На этот раз, закрывая дверь, молодая женщина проследила, чтобы
некие «инородные элементы» не прошмыгнули внутрь.– А меня ты так же не выставишь? – вдруг раздался знакомый насмешливый голос. Лея тут же встрепенулась и воскликнула:
– Альберт!
– Тише. Ты же не хочешь потревожить своих соседок?
– А они увидят тебя, если появятся здесь?
– Вряд ли. Предпочитаю быть игрой только твоего воображения, - ответил он и включил настольную лампу.
Приглушённый свет ночника заставил Лею поморщиться. Глаза привыкли к мраку, да и природе никогда не существовало такой резкой смены освещения. Её зрение так и не эволюционировало до новых технологий.
– Жжётся, как будто я вампир, - пошутила она и вытерла ладонью набежавшую слезинку.
– Нет, ты не вампир. И для них такой свет безопасен.
– Может я и не вампир, но не человек точно.
– Это же откуда такая уверенность? – усмехнулся он и отошёл от стола, чтобы подойти ближе к ней.
– Потому что нормальному человеку не только не мерещатся призраки, но нормальный человек элементарно не станет их призывать, - уверенно заявила она. – А я постоянно стараюсь сделать именно это.
– Разве?
– Когда я что-нибудь записываю – ты приходишь, - ответила Лея. А затем поправила саму себя. – То есть не всегда, когда я что-нибудь записываю, ты появляешься. Но если я делаю так, то шансов больше.
– Вот как, - сказал Альберт и провёл пальцами по её щеке. – Выходит, ты хорошо разбираешься в моих повадках, раз я всё-таки прихожу… Это делает тебя в чём-то очень опасным человеком.
– Опасным? – удивилась Лея.
– Да. Но заметь, я так и не сказал, что нормальным.
– Всё-то ты шутишь! – улыбнулась она и, схватив с кровати подушку, постаралась ударить его ей. Несильно, конечно. Видимо на детской выходке сказалась недавняя игра в снежки, Лее очень захотелось сделать какую-нибудь шалость. Альберт, однако, с лёгкостью сумел избежать удара и даже ловко перехватил подушку.
– Может, мне доведётся открыть тебе секрет, но я не смогу понять откуда обида, если ты и дальше будешь пытаться меня убить, - с улыбкой сказал он при этом.
– Я считаю, что я нормальный человек.
– Вот как? – искренне удивился мужчина. – Пару минут назад ты себя и человеком-то не считала.
– Но если я всё же человек, то абсолютно нормальный и адекватный, - Лея даже погрозила пальцем, чтобы ей не вздумали перечить. Однако Альберт и не собирался. Он рассмеялся и сказал:
– Пожалуй, если говорить о людях, то ты просто образец нормального и адекватного поведения.

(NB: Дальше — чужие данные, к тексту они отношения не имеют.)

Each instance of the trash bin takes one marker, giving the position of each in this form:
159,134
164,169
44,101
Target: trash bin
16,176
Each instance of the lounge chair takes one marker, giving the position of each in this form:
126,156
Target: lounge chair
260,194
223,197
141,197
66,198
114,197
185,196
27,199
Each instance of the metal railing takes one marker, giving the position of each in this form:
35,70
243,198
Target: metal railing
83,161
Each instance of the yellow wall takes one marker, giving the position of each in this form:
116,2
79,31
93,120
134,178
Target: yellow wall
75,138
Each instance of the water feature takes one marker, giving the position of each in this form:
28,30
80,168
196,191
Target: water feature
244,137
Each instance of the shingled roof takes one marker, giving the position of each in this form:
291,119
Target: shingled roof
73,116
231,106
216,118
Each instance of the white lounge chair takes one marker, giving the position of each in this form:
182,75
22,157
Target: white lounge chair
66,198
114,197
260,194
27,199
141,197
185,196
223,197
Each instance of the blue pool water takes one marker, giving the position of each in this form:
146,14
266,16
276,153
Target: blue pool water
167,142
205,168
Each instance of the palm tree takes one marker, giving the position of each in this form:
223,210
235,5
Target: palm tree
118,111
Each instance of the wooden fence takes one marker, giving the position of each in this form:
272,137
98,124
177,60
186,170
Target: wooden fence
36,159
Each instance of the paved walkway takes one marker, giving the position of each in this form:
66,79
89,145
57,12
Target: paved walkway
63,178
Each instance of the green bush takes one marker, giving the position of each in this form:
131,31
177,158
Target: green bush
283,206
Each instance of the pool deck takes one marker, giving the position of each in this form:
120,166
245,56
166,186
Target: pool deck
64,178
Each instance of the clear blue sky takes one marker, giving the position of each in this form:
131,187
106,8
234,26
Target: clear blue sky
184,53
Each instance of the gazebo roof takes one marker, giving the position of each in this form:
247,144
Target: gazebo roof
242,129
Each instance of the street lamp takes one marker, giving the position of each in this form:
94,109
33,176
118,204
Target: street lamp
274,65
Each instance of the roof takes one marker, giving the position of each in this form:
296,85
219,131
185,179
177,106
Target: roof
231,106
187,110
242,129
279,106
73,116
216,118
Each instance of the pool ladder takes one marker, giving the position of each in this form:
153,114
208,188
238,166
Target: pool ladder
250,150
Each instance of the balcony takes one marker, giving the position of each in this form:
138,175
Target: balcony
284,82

– Вот. Другое дело, - успокоилась молодая женщина. – Так почему ты приходишь, когда я что-нибудь записываю?
– Ты изучила меня, а я тебя, - Альберт сел на кровать и облокотился об изголовье, предварительно сунув себе под спину отнятую подушку. – Для тебя сложно заниматься подобным без некоего внутреннего порыва, и мне интересно, что его провоцирует.
– Пытаешься поймать мою музу? – она с хитринкой посмотрела ему в глаза и провела ладонью по его волосам. Они были жёсткими и от её поступка растрепались. Но ей хотелось так поступить. Хотелось запомнить не только его облик, но и свои ощущения от его присутствия рядом… Хотя, вероятно, волосы живого Альберта были мягкими. Она просто не сосредоточила внимание в своё время на такой мелочи. И теперь собственная оплошность отдавалась тихой ноющей болью в сердце.